As the trial court stated, there was no link between defendant's initial question about the settlement and his following question about Raab's responsibilities for the care of the patient. Defense counsel limited most of the cross-examination to matters affecting Raab's credibility by exploring inconsistencies between Raab's deposition and trial testimony. In fact, plaintiff's counsel used the same tactic in his direct examination of Raab.
We find no reversible error in the trial court's rulings on permissible cross-examination of Raab.
VII.
We need comment only briefly on plaintiff's argument that the court erred in allowing the jury to deliberate upon proximate cause. He contends that once the jury found Marino to have deviated from the accepted standard of care in his treatment of Laura, the jury was required to award damages given that her brain ceased functioning within hours. This argument neglects the testimony of Marino's expert witnesses that the outcome could not have been prevented. The jury could credit the defense expert testimony that, because of Laura's complex medical history and existing condition before Marino's involvement in her care, the treatments that plaintiff's experts testified should have been attempted did not have a substantial chance of success. Clearly, proximate cause was a disputed factual issue that the jury was required to decide.

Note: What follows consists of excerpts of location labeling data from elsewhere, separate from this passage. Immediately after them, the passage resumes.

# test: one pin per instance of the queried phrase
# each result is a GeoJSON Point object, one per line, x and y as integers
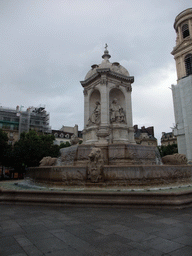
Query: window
{"type": "Point", "coordinates": [188, 64]}
{"type": "Point", "coordinates": [185, 30]}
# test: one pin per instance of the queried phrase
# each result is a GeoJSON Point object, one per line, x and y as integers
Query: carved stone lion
{"type": "Point", "coordinates": [48, 161]}
{"type": "Point", "coordinates": [95, 165]}
{"type": "Point", "coordinates": [175, 159]}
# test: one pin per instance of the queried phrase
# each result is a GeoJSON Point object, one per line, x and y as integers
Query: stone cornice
{"type": "Point", "coordinates": [185, 44]}
{"type": "Point", "coordinates": [107, 71]}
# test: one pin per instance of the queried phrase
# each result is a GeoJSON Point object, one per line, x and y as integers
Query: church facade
{"type": "Point", "coordinates": [182, 91]}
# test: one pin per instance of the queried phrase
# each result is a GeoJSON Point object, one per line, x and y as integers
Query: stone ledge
{"type": "Point", "coordinates": [115, 199]}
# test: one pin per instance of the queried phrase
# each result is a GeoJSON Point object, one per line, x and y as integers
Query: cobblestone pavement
{"type": "Point", "coordinates": [56, 231]}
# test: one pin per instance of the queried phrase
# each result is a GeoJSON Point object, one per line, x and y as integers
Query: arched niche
{"type": "Point", "coordinates": [95, 97]}
{"type": "Point", "coordinates": [117, 97]}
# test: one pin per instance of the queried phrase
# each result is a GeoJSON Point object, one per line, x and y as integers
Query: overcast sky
{"type": "Point", "coordinates": [48, 46]}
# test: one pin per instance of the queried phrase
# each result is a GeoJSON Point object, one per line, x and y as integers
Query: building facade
{"type": "Point", "coordinates": [16, 121]}
{"type": "Point", "coordinates": [182, 91]}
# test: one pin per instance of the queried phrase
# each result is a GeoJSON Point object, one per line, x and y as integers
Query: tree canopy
{"type": "Point", "coordinates": [31, 148]}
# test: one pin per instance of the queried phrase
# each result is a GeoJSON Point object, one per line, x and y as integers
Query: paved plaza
{"type": "Point", "coordinates": [54, 231]}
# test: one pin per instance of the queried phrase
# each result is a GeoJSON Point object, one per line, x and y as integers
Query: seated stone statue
{"type": "Point", "coordinates": [95, 117]}
{"type": "Point", "coordinates": [117, 114]}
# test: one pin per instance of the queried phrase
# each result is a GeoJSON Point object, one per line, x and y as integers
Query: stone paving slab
{"type": "Point", "coordinates": [51, 231]}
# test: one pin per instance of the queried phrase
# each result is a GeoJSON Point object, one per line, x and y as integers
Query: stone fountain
{"type": "Point", "coordinates": [108, 156]}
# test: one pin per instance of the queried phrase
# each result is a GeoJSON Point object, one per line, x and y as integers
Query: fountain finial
{"type": "Point", "coordinates": [106, 54]}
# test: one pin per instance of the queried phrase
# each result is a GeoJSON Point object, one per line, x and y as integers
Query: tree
{"type": "Point", "coordinates": [31, 148]}
{"type": "Point", "coordinates": [4, 147]}
{"type": "Point", "coordinates": [168, 150]}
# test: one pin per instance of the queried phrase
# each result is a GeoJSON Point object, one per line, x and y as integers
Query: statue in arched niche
{"type": "Point", "coordinates": [95, 117]}
{"type": "Point", "coordinates": [117, 114]}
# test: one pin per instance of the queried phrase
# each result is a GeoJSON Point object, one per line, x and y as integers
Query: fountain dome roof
{"type": "Point", "coordinates": [114, 67]}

Finally, we find insufficient merit in plaintiff's remaining arguments to warrant discussion in a written opinion. R. 2:11-3(e)(1)(E). There was no reversible error in defense counsel's reference in summation to plaintiff having subpoenaed Raab to testify, or in the cross-examination of Pirigyi on the subject of Dr. Matalkah's role, or in an accumulation of errors entitling plaintiff to a new trial.
Affirmed
I hereby certify that the foregoing is a true copy of the original on file in my office.